2025-11-13T23:07:14.450110

Collaborative Unlabeled Data Optimization

Shang, Sun, Liu et al.
This paper pioneers a novel data-centric paradigm to maximize the utility of unlabeled data, tackling a critical question: How can we enhance the efficiency and sustainability of deep learning training by optimizing the data itself? We begin by identifying three key limitations in existing model-centric approaches, all rooted in a shared bottleneck: knowledge extracted from data is locked to model parameters, hindering its reusability and scalability. To this end, we propose CoOpt, a highly efficient, parallelized framework for collaborative unlabeled data optimization, thereby effectively encoding knowledge into the data itself. By distributing unlabeled data and leveraging publicly available task-agnostic models, CoOpt facilitates scalable, reusable, and sustainable training pipelines. Extensive experiments across diverse datasets and architectures demonstrate its efficacy and efficiency, achieving 13.6% and 6.8% improvements on Tiny-ImageNet and ImageNet-1K, respectively, with training speedups of $1.94 \times $ and $1.2 \times$.
academic

Collaborative Unlabeled Data Optimization

Basic Information

  • Paper ID: 2505.14117
  • Title: Beyond Model-Centric: Collaborative Data Optimization for Reusing and Sharing
  • Authors: Xinyi Shang (UCL), Peng Sun (Zhejiang University & Westlake University), Fengyuan Liu (USTC), Tao Lin (Westlake University)
  • Classification: cs.LG cs.AI
  • Publication Date/Venue: Preprint (arXiv:2505.14117v2)
  • Paper Link: https://arxiv.org/abs/2505.14117v2

Abstract

This paper pioneered a novel data-centric paradigm aimed at maximizing the utility of unlabeled data, addressing a critical question: how can we enhance the sustainability and efficiency of deep learning training by optimizing the data itself? The authors first identified two key limitations of existing model-centric approaches, both stemming from a common bottleneck: knowledge extracted from data is locked within model parameters, hindering its reusability and scalability. To address this, they propose COOPT, an efficient parallelized collaborative unlabeled data optimization framework. By processing unlabeled data in a distributed manner and leveraging publicly available task-agnostic prior models, COOPT transforms raw unlabeled data into knowledge-rich training sets that are effective, efficient, reusable, and easily shareable. The method achieves a 7.9% improvement over BYOL on ImageNet-1K.

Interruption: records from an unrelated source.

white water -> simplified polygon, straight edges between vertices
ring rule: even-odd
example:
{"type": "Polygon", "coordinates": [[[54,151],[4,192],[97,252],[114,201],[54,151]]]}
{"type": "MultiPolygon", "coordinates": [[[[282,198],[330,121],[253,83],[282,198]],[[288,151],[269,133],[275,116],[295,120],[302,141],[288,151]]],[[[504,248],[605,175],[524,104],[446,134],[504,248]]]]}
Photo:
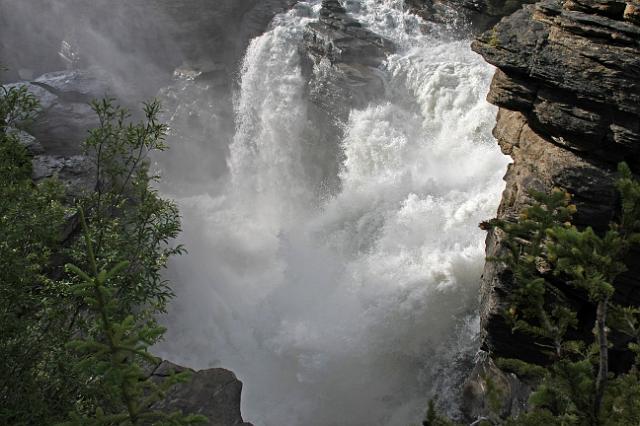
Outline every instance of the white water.
{"type": "Polygon", "coordinates": [[[190,254],[171,266],[178,297],[159,354],[233,370],[258,426],[419,424],[474,350],[477,225],[495,214],[507,164],[484,100],[492,69],[468,40],[420,34],[401,1],[360,3],[354,16],[400,50],[384,101],[325,141],[344,152],[340,187],[318,195],[304,160],[317,146],[298,45],[313,0],[311,17],[280,15],[251,43],[235,136],[209,147],[228,166],[170,194],[190,254]]]}

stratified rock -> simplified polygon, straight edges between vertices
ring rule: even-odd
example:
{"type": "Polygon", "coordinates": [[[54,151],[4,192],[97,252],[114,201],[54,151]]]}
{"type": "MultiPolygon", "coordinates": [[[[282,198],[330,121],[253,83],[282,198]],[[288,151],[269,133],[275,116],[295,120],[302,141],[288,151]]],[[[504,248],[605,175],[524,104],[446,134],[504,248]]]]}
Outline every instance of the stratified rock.
{"type": "MultiPolygon", "coordinates": [[[[634,23],[633,4],[543,0],[524,6],[473,43],[498,68],[488,100],[500,107],[494,135],[513,158],[499,218],[515,219],[532,202],[529,190],[560,187],[574,196],[578,227],[604,232],[615,220],[616,165],[624,160],[640,170],[640,26],[634,23]]],[[[488,256],[502,253],[502,238],[498,230],[489,233],[488,256]]],[[[640,306],[640,252],[632,252],[626,263],[630,271],[616,282],[615,297],[640,306]]],[[[513,334],[503,319],[512,279],[499,263],[485,265],[483,349],[492,357],[544,362],[530,337],[513,334]]],[[[566,283],[550,280],[565,290],[567,303],[578,312],[572,338],[589,339],[593,307],[566,283]]],[[[614,342],[613,370],[625,368],[625,348],[626,342],[614,342]]],[[[470,413],[477,415],[477,408],[473,405],[470,413]]]]}
{"type": "MultiPolygon", "coordinates": [[[[351,11],[357,2],[347,2],[351,11]]],[[[308,135],[314,158],[308,159],[318,169],[315,181],[337,188],[342,149],[327,141],[342,140],[343,124],[352,109],[366,107],[385,93],[382,63],[395,46],[388,39],[365,28],[349,15],[337,0],[323,0],[320,19],[304,32],[302,46],[304,73],[308,80],[308,135]],[[320,157],[321,156],[321,157],[320,157]]]]}
{"type": "Polygon", "coordinates": [[[480,353],[462,393],[462,411],[468,418],[478,419],[496,408],[497,414],[504,416],[524,412],[531,387],[515,374],[503,372],[487,354],[480,353]],[[489,388],[493,390],[492,395],[489,388]]]}
{"type": "Polygon", "coordinates": [[[245,423],[240,414],[240,395],[242,382],[235,374],[223,368],[194,371],[169,361],[163,361],[153,371],[153,379],[162,380],[173,373],[188,370],[191,380],[173,387],[164,401],[157,403],[154,409],[184,414],[202,414],[209,426],[251,426],[245,423]]]}
{"type": "Polygon", "coordinates": [[[489,100],[569,149],[637,164],[640,27],[623,6],[545,0],[481,35],[474,50],[501,70],[489,100]]]}

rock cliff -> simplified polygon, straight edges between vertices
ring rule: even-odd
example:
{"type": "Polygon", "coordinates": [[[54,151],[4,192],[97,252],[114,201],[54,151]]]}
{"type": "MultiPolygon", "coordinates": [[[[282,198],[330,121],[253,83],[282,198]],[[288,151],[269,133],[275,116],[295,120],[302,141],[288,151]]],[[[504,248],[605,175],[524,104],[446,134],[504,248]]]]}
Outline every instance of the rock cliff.
{"type": "MultiPolygon", "coordinates": [[[[638,13],[635,0],[543,0],[524,6],[473,43],[497,67],[488,95],[500,107],[494,135],[513,158],[499,217],[514,217],[527,205],[530,188],[562,187],[574,195],[578,226],[603,230],[614,218],[616,164],[624,160],[640,170],[638,13]]],[[[500,250],[500,236],[490,233],[487,254],[500,250]]],[[[640,253],[631,253],[627,264],[630,271],[617,282],[617,297],[640,304],[640,253]]],[[[530,340],[512,335],[502,320],[509,286],[508,271],[487,263],[483,349],[494,357],[540,360],[530,340]]],[[[594,313],[578,295],[571,303],[579,312],[579,332],[589,335],[594,313]]],[[[614,369],[623,358],[614,347],[614,369]]]]}

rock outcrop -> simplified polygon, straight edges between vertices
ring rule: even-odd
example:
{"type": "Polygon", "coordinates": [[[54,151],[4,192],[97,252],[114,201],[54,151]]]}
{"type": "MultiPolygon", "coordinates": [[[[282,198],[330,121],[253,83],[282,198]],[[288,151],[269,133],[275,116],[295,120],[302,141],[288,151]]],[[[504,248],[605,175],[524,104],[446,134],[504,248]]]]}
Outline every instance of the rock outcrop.
{"type": "MultiPolygon", "coordinates": [[[[616,164],[624,160],[640,170],[637,10],[634,1],[543,0],[524,6],[473,43],[498,68],[488,100],[500,107],[494,135],[513,158],[498,217],[515,217],[530,203],[529,189],[561,187],[574,195],[576,225],[602,231],[614,219],[616,164]]],[[[490,233],[487,255],[501,249],[500,235],[490,233]]],[[[640,304],[640,253],[631,253],[627,264],[630,271],[616,283],[616,297],[640,304]]],[[[509,271],[487,263],[483,349],[494,357],[540,361],[530,339],[513,335],[502,319],[510,280],[509,271]]],[[[578,311],[578,333],[588,337],[594,312],[578,294],[570,303],[578,311]]],[[[616,349],[614,369],[625,362],[616,349]]]]}
{"type": "Polygon", "coordinates": [[[535,0],[406,0],[406,7],[427,21],[446,22],[474,33],[535,0]]]}
{"type": "MultiPolygon", "coordinates": [[[[366,28],[351,16],[358,2],[344,7],[337,0],[323,0],[320,19],[304,32],[301,54],[308,81],[309,136],[314,181],[323,182],[323,191],[340,185],[338,180],[344,123],[352,109],[364,108],[384,95],[382,63],[393,52],[393,43],[366,28]],[[315,147],[315,148],[313,148],[315,147]],[[319,165],[322,165],[321,167],[319,165]]],[[[299,5],[298,7],[304,7],[299,5]]]]}
{"type": "Polygon", "coordinates": [[[242,382],[231,371],[223,368],[194,371],[163,361],[151,373],[153,380],[163,380],[173,373],[191,372],[187,383],[174,386],[164,401],[154,408],[166,411],[182,411],[184,414],[202,414],[208,426],[251,426],[240,414],[242,382]]]}
{"type": "MultiPolygon", "coordinates": [[[[25,85],[40,102],[33,124],[18,131],[21,142],[33,155],[34,181],[57,177],[70,199],[94,190],[94,163],[82,149],[89,130],[99,125],[89,102],[109,96],[113,82],[102,71],[90,69],[53,72],[16,84],[25,85]]],[[[78,218],[70,216],[62,239],[74,234],[78,226],[78,218]]],[[[151,376],[162,380],[171,371],[184,370],[164,361],[151,376]]],[[[211,426],[250,426],[240,414],[242,383],[232,372],[222,368],[190,371],[192,379],[172,388],[157,409],[203,414],[211,426]]]]}
{"type": "Polygon", "coordinates": [[[0,81],[99,66],[153,96],[184,63],[235,69],[294,0],[0,0],[0,81]]]}

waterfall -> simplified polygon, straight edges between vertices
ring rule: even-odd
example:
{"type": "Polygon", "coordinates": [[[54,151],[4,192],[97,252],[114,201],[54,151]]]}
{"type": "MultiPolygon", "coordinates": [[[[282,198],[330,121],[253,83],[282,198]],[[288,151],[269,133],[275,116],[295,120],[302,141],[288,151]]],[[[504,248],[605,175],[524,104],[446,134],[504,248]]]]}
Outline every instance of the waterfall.
{"type": "Polygon", "coordinates": [[[384,99],[325,141],[343,155],[339,187],[322,193],[305,160],[318,146],[299,49],[319,3],[251,42],[235,133],[216,142],[223,177],[169,190],[190,253],[168,274],[178,297],[158,354],[233,370],[258,426],[418,424],[475,349],[478,223],[495,215],[507,164],[484,100],[492,68],[446,27],[420,31],[402,1],[348,2],[399,48],[384,99]]]}

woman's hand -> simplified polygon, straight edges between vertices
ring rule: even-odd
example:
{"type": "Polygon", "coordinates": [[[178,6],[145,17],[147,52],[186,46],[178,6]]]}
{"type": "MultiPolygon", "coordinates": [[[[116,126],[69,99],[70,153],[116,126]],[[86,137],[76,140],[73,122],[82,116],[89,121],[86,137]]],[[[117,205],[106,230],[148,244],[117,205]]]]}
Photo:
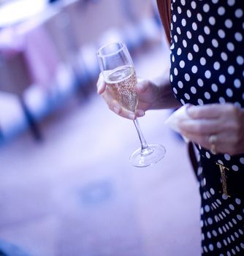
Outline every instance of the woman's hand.
{"type": "Polygon", "coordinates": [[[145,115],[153,102],[160,97],[159,87],[148,80],[137,78],[136,91],[138,94],[139,101],[137,110],[132,112],[122,107],[117,100],[114,99],[113,92],[106,86],[102,75],[100,74],[97,84],[97,92],[102,94],[109,108],[116,114],[129,119],[134,120],[136,117],[141,117],[145,115]]]}
{"type": "Polygon", "coordinates": [[[191,105],[191,118],[180,122],[180,132],[214,153],[244,153],[244,110],[233,104],[191,105]],[[213,150],[214,149],[214,150],[213,150]]]}

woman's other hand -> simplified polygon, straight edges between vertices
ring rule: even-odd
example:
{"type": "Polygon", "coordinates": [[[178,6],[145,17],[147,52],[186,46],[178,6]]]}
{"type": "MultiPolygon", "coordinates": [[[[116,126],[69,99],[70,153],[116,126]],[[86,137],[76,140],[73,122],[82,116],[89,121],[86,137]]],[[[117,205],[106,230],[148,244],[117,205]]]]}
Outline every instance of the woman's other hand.
{"type": "Polygon", "coordinates": [[[231,103],[191,105],[190,119],[180,122],[180,132],[214,153],[244,153],[244,110],[231,103]],[[213,140],[214,138],[214,140],[213,140]]]}

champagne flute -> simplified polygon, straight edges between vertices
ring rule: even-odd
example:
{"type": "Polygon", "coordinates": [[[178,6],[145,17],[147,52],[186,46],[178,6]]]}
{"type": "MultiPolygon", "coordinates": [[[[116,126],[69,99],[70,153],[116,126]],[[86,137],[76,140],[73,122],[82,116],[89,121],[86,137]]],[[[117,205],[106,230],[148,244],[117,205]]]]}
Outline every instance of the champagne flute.
{"type": "MultiPolygon", "coordinates": [[[[134,112],[138,103],[135,90],[137,75],[126,45],[123,42],[113,42],[102,46],[97,51],[97,59],[107,89],[122,107],[134,112]]],[[[158,162],[165,155],[164,147],[160,144],[148,145],[138,119],[133,121],[141,146],[131,155],[131,163],[135,167],[146,167],[158,162]]]]}

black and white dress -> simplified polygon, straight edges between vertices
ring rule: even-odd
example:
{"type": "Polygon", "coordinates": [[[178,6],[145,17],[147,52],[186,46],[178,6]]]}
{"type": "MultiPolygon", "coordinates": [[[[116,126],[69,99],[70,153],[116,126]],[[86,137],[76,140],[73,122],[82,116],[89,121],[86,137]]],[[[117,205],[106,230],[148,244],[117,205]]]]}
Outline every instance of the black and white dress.
{"type": "MultiPolygon", "coordinates": [[[[172,0],[170,82],[184,105],[244,108],[244,1],[172,0]]],[[[198,147],[202,255],[244,255],[244,154],[198,147]],[[222,192],[219,163],[226,171],[222,192]]]]}

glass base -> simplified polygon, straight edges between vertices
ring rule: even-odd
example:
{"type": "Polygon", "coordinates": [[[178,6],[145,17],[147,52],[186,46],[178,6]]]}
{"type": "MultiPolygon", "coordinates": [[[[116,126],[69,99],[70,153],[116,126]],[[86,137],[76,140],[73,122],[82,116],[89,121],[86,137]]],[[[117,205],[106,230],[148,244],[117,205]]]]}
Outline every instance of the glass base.
{"type": "Polygon", "coordinates": [[[166,153],[165,148],[159,144],[150,144],[142,150],[138,148],[130,157],[130,162],[135,167],[147,167],[159,162],[166,153]]]}

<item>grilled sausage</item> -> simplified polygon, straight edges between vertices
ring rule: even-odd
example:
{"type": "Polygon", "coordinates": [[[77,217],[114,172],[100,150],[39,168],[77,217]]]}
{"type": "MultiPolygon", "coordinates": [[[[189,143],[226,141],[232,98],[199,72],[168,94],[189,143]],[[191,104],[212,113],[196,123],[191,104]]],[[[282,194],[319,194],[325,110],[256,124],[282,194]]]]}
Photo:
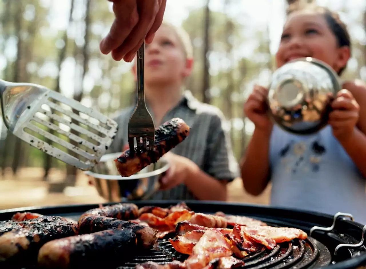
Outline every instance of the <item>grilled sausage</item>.
{"type": "MultiPolygon", "coordinates": [[[[74,220],[68,218],[59,217],[59,216],[57,216],[66,221],[71,222],[76,224],[78,224],[77,221],[75,221],[74,220]]],[[[23,213],[18,212],[14,214],[11,219],[11,220],[14,220],[14,221],[22,221],[23,220],[33,220],[34,218],[39,218],[40,217],[44,217],[44,215],[41,215],[40,214],[38,214],[38,213],[33,213],[32,212],[25,212],[23,213]]]]}
{"type": "Polygon", "coordinates": [[[129,149],[125,151],[115,160],[118,172],[122,176],[129,176],[156,162],[185,139],[189,130],[189,127],[184,121],[178,118],[163,123],[155,130],[154,149],[143,150],[133,155],[129,149]]]}
{"type": "Polygon", "coordinates": [[[135,252],[136,235],[129,229],[107,230],[48,242],[41,248],[42,268],[104,268],[125,260],[135,252]]]}
{"type": "Polygon", "coordinates": [[[157,231],[147,226],[108,217],[86,216],[79,222],[79,233],[90,233],[109,229],[127,228],[136,233],[137,244],[144,249],[151,248],[156,242],[157,231]]]}
{"type": "MultiPolygon", "coordinates": [[[[0,223],[0,264],[36,259],[40,248],[55,239],[78,234],[77,225],[58,217],[0,223]]],[[[1,267],[1,266],[0,266],[1,267]]]]}
{"type": "Polygon", "coordinates": [[[134,203],[119,203],[88,210],[81,215],[80,220],[91,215],[109,217],[119,220],[134,220],[139,217],[138,207],[134,203]]]}

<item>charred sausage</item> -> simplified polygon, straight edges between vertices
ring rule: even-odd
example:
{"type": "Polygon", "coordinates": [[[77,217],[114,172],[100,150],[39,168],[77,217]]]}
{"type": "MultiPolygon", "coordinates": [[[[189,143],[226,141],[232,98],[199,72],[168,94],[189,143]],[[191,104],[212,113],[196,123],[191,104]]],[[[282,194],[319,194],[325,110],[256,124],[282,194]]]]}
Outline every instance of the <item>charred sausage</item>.
{"type": "MultiPolygon", "coordinates": [[[[0,223],[0,264],[36,259],[38,251],[55,239],[78,234],[77,225],[58,217],[0,223]]],[[[0,266],[1,267],[1,266],[0,266]]]]}
{"type": "Polygon", "coordinates": [[[124,151],[115,160],[116,166],[122,176],[135,174],[152,163],[186,139],[189,134],[190,127],[179,118],[167,122],[155,130],[154,149],[143,150],[131,154],[130,150],[124,151]]]}
{"type": "Polygon", "coordinates": [[[136,233],[139,247],[150,249],[156,242],[157,231],[130,221],[103,216],[89,216],[84,217],[79,223],[79,233],[81,235],[122,228],[130,229],[136,233]]]}
{"type": "Polygon", "coordinates": [[[107,230],[48,242],[41,248],[38,266],[42,268],[104,268],[123,262],[134,252],[136,234],[129,229],[107,230]]]}
{"type": "Polygon", "coordinates": [[[88,210],[81,215],[79,221],[85,216],[96,215],[119,220],[134,220],[139,217],[138,207],[134,203],[119,203],[88,210]]]}

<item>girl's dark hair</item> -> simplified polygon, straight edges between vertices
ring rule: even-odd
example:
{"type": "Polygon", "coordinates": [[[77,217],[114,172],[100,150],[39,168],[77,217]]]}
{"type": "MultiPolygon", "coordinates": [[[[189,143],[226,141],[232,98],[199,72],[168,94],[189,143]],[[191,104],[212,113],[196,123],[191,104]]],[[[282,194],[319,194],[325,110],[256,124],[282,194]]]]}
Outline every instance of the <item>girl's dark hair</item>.
{"type": "MultiPolygon", "coordinates": [[[[320,7],[315,4],[304,3],[304,2],[298,1],[290,5],[286,11],[287,15],[288,16],[294,11],[304,10],[313,10],[317,13],[322,14],[328,26],[334,34],[339,47],[347,46],[350,48],[350,51],[351,43],[350,34],[347,26],[341,20],[338,14],[326,7],[320,7]]],[[[339,75],[342,74],[346,67],[346,66],[345,66],[340,68],[338,72],[339,75]]]]}

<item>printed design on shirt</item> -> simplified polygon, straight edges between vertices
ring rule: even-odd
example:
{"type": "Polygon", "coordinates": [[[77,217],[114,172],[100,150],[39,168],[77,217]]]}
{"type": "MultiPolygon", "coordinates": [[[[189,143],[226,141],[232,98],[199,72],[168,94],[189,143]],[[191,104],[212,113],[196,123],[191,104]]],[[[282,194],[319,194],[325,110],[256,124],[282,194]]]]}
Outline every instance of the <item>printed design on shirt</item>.
{"type": "Polygon", "coordinates": [[[296,142],[291,140],[279,152],[280,163],[293,174],[298,171],[316,173],[320,169],[322,155],[326,152],[319,137],[296,142]]]}

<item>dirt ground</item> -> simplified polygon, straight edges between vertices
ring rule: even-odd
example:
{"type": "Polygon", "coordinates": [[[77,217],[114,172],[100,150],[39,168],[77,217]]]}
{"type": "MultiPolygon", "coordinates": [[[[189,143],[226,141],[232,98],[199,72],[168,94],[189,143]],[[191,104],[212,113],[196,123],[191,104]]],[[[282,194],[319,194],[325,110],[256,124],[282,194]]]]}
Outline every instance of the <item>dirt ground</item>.
{"type": "MultiPolygon", "coordinates": [[[[42,170],[34,168],[25,168],[16,176],[10,171],[0,176],[0,210],[33,206],[99,203],[106,202],[81,172],[75,187],[67,187],[63,193],[50,193],[49,183],[43,182],[42,170]]],[[[49,182],[61,182],[63,175],[59,171],[52,171],[49,182]]],[[[243,190],[241,180],[236,179],[229,186],[229,201],[250,203],[268,204],[270,187],[261,195],[254,197],[243,190]]]]}

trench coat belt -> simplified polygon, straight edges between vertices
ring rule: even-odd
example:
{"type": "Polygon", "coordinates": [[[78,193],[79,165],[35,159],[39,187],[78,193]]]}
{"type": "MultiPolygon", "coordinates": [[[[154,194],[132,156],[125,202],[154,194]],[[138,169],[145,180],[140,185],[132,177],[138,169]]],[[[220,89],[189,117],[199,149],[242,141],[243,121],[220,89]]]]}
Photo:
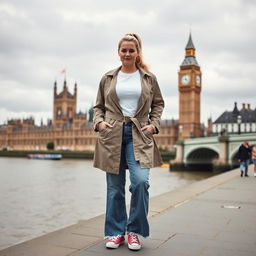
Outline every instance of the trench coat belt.
{"type": "Polygon", "coordinates": [[[120,114],[114,114],[114,113],[110,113],[110,112],[106,112],[105,114],[106,118],[111,118],[123,123],[128,123],[128,122],[132,122],[134,123],[135,127],[137,128],[138,132],[141,134],[142,139],[147,142],[148,139],[145,138],[145,134],[141,131],[141,125],[140,122],[148,122],[148,117],[129,117],[129,116],[123,116],[120,114]]]}

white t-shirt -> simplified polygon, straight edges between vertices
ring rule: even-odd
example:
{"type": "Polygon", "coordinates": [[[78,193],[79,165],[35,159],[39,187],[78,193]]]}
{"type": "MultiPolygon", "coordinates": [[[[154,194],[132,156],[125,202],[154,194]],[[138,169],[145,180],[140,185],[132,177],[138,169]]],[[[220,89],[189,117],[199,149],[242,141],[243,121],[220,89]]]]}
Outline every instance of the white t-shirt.
{"type": "Polygon", "coordinates": [[[123,73],[119,71],[117,75],[116,94],[119,98],[123,115],[134,117],[141,95],[141,78],[138,70],[134,73],[123,73]]]}

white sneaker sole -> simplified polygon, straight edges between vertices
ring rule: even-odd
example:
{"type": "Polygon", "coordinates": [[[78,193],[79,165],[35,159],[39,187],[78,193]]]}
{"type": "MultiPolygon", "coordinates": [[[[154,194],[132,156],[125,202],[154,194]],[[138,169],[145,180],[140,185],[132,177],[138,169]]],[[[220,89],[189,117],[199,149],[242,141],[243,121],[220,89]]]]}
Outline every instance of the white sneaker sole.
{"type": "Polygon", "coordinates": [[[119,247],[119,245],[124,244],[124,241],[122,241],[120,244],[114,244],[111,242],[106,243],[106,247],[109,249],[117,249],[119,247]]]}
{"type": "Polygon", "coordinates": [[[140,244],[128,244],[128,248],[132,251],[138,251],[141,249],[140,244]]]}

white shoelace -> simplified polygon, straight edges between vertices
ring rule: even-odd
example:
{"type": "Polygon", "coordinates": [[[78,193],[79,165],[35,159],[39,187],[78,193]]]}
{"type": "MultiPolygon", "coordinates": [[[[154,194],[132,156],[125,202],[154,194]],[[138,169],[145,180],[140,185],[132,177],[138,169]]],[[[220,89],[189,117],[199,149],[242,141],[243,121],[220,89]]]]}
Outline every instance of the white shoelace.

Research Background and Motivation

Problem Background

In the era of big data, despite data abundance, the majority of data remains unlabeled. The mainstream paradigm for leveraging unlabeled data is self-supervised learning (SSL), a model-centric approach that encodes data information into model parameters through carefully designed proxy tasks and loss functions.

Core Problems

Existing model-centric approaches face two key challenges:

  1. Architecture Coupling: Training protocols are tightly coupled with specific network architectures, severely hindering the transferability and reusability of trained models across other architectures
  2. Computational Efficiency Issues: Despite progress in acceleration, training on large-scale unlabeled datasets remains computationally prohibitive

Fundamental Bottleneck

The core of these challenges is a common bottleneck: knowledge extracted from data is locked within model parameters, limiting its adaptability and preventing efficient reuse across different tasks or architectures.

Research Motivation

To transcend the model-centric paradigm, the authors propose a data-centric paradigm that effectively encodes knowledge into the data itself rather than model parameters by directly optimizing unlabeled data.

Core Contributions

  1. Proposes COOPT Framework: The first data-centric framework for collaborative optimization of unlabeled data, which transforms raw unlabeled samples into optimized data by leveraging task-agnostic prior models, achieving high performance, efficiency, strong generalization, and reusability
  2. Identifies and Resolves Target Distribution Inconsistency: Identifies the critical issue of Target Distribution Inconsistency within the COOPT framework and introduces a lightweight target alignment strategy to address it
  3. Comprehensive Experimental Validation: Conducts extensive experiments across multiple datasets and models, validating COOPT's advantages and demonstrating that even with weak prior models, COOPT can effectively accelerate the early training stages

Methodology Details

Task Definition

Data Optimization Definition: Given a large-scale unlabeled dataset D=DX={xi}i=1ND = D_X = \{x_i\}_{i=1}^N, data optimization aims to assign targets DY={yi}i=1ND_Y = \{y_i\}_{i=1}^N to construct an optimal labeled dataset D={(xi,yi)}i=1ND' = \{(x_i, y_i)\}_{i=1}^N, such that models trained on DD' achieve significantly higher performance with substantially reduced training cost compared to models trained on DD.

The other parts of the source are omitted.